Highlight of my Morning - Blåhaj Lemmy

Lemmy

Who even uses apt-get these days?
Yeah apt-get is so old it officially misses packages that apt… gets.
Whoa, do you have something to read up on that? I'd be extremely surprised, since apt-get is supposed to be the script-safe variant, i.e. I'd imagine it's the more stable of the two.

It’s actually just personal experience, but I stopped using apt-get a few years back now because I noticed if I did apt after apt-get there would often be a bunch of packages it missed.

Edit: looks like it might be because apt-get can’t satisfy dependencies install new packages when upgrading while apt can since apt is a suite of different apt tools rolled into one.

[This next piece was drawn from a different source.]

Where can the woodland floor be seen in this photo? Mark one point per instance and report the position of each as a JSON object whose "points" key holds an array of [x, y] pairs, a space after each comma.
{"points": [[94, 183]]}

Yeah I’m reading a little bit on it, and it seems like apt-get can’t install new packages during an upgrade. On initial reading I was thinking there were specific packages it couldn’t download or something, but this makes sense too. Regardless, this is news to me; I always assumed that apt and apt-get were the same process, just with apt-get having stable text output for awk’ing and apt being human-readable. I’ve been using nala for a long time anyway, but this is very useful knowledge.

I’ve been using nala for a long time anyway

Does Simba know about this?

Wait what.

apt-get is made for scripting, apt is interactive. Both should resolve dependencies. dpkg does not resolve them.

But for interactive usage always use apt, guides using apt-get have no idea what they are doing

You’re right, I misspoke, it’s that it can’t install new packages, it can only upgrade existing ones. I guess I was thinking the only reason it would need to install new packages was if that was a new dependency.